SSL/TLS errors explained

What each error means and how to fix it — with the exact commands to diagnose it.

CERT_HAS_EXPIRED
The certificate the server presented is past its `notAfter` date — its validity period has ended, so clients refuse to trust it.
NET::ERR_CERT_DATE_INVALID
Chrome shows this when the certificate is outside its validity window — either expired, or its `notBefore` date is in the future.
UNABLE_TO_VERIFY_LEAF_SIGNATURE
The client could not build a complete chain of trust from the server’s certificate up to a trusted root — usually because the server is not sending the intermediate certificate.
SELF_SIGNED_CERT_IN_CHAIN
A self-signed certificate appears in the presented chain and the client doesn’t trust it. With npm, Node.js, or git this is almost always a corporate TLS-intercepting proxy or a private/internal CA — not a problem with the package registry itself.

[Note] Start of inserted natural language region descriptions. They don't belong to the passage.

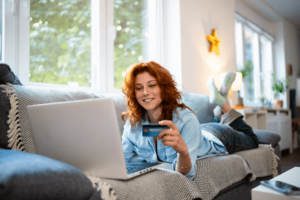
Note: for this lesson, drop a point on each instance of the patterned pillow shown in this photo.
(4, 110)
(30, 176)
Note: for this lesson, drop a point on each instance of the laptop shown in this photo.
(84, 134)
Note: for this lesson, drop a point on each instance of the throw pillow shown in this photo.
(30, 176)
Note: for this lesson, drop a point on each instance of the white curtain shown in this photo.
(156, 31)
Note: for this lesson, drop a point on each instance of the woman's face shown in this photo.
(147, 92)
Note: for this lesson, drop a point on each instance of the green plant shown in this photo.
(247, 75)
(247, 70)
(262, 97)
(280, 86)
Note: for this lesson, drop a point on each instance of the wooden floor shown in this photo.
(290, 160)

ERR_TLS_CERT_ALTNAME_INVALID
The certificate is otherwise valid, but the hostname you requested isn’t listed in its Subject Alternative Names (SANs) — so the client rejects it as a possible misdirection.

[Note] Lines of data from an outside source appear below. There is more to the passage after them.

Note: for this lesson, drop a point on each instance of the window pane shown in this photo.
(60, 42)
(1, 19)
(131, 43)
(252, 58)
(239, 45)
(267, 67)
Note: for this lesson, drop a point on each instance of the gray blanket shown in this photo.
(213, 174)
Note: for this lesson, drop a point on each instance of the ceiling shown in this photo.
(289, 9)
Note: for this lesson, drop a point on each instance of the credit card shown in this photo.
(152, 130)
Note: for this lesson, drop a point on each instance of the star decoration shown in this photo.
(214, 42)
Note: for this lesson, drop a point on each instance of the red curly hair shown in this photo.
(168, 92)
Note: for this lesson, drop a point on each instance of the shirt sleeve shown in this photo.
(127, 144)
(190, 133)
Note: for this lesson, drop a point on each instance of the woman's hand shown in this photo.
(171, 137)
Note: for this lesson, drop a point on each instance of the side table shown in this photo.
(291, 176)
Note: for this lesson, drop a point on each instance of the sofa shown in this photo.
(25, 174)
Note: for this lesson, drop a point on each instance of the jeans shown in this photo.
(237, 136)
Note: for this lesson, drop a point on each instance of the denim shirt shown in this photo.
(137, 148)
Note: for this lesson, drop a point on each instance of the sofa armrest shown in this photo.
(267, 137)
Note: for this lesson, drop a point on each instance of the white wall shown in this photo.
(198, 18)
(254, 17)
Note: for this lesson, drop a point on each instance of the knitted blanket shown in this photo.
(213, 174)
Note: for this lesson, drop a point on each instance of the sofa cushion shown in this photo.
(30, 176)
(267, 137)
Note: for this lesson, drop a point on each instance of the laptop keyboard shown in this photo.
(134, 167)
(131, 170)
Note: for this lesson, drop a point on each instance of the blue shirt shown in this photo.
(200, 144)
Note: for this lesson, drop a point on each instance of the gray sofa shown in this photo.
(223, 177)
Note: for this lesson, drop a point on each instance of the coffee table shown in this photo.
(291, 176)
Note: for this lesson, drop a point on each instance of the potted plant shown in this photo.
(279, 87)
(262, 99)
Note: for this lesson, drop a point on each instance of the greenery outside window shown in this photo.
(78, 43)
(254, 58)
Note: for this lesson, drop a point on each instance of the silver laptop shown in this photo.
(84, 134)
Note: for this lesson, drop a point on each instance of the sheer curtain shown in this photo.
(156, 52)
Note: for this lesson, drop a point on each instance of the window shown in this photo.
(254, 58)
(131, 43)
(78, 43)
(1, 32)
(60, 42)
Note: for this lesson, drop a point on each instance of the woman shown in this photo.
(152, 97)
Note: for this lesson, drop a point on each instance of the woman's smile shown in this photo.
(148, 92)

NET::ERR_CERT_AUTHORITY_INVALID
The browser doesn’t trust the certificate’s issuer — either the chain is incomplete, the CA is private, or the certificate is self-signed.

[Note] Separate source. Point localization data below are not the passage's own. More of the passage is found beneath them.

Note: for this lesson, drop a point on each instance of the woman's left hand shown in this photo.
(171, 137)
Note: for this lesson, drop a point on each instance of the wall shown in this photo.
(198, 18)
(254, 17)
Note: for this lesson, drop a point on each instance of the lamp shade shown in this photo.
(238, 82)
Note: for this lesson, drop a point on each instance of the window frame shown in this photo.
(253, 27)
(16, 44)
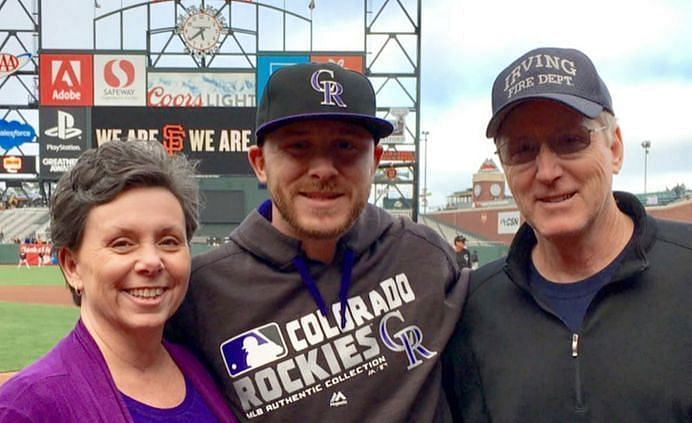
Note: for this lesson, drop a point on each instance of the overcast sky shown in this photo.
(641, 49)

unable to get local issuer certificate
The client found the server’s certificate but couldn’t find the issuer that signed it, so it can’t reach a trusted root. Almost always either the server isn’t sending its intermediate certificate, or the client’s CA bundle is missing or out of date. curl reports it as “curl: (60) SSL certificate problem: unable to get local issuer certificate”.
x509: certificate signed by unknown authority
A Go-based program — the Docker daemon, kubelet, or your own app — couldn’t trace the server’s certificate to a CA it trusts. Either an intermediate is missing, the CA is private, or the container has no CA bundle.
ERR_SSL_PROTOCOL_ERROR
Chrome couldn’t complete the TLS handshake with the site. `ERR_SSL_PROTOCOL_ERROR` is the broad “handshake aborted or malformed” code; the related `ERR_SSL_VERSION_OR_CIPHER_MISMATCH` means specifically that the browser and server share no protocol version or cipher. Both render the same “This site can’t provide a secure connection” page.
Secure Connection Failed
Firefox couldn’t establish a trusted TLS connection. The sub-code under “Advanced” tells you why — no shared protocol or cipher, an untrusted issuer, or an interfering proxy or antivirus. (Cipher/protocol errors show “Secure Connection Failed”; trust errors like `SEC_ERROR_UNKNOWN_ISSUER` show “Potential Security Risk Ahead”.)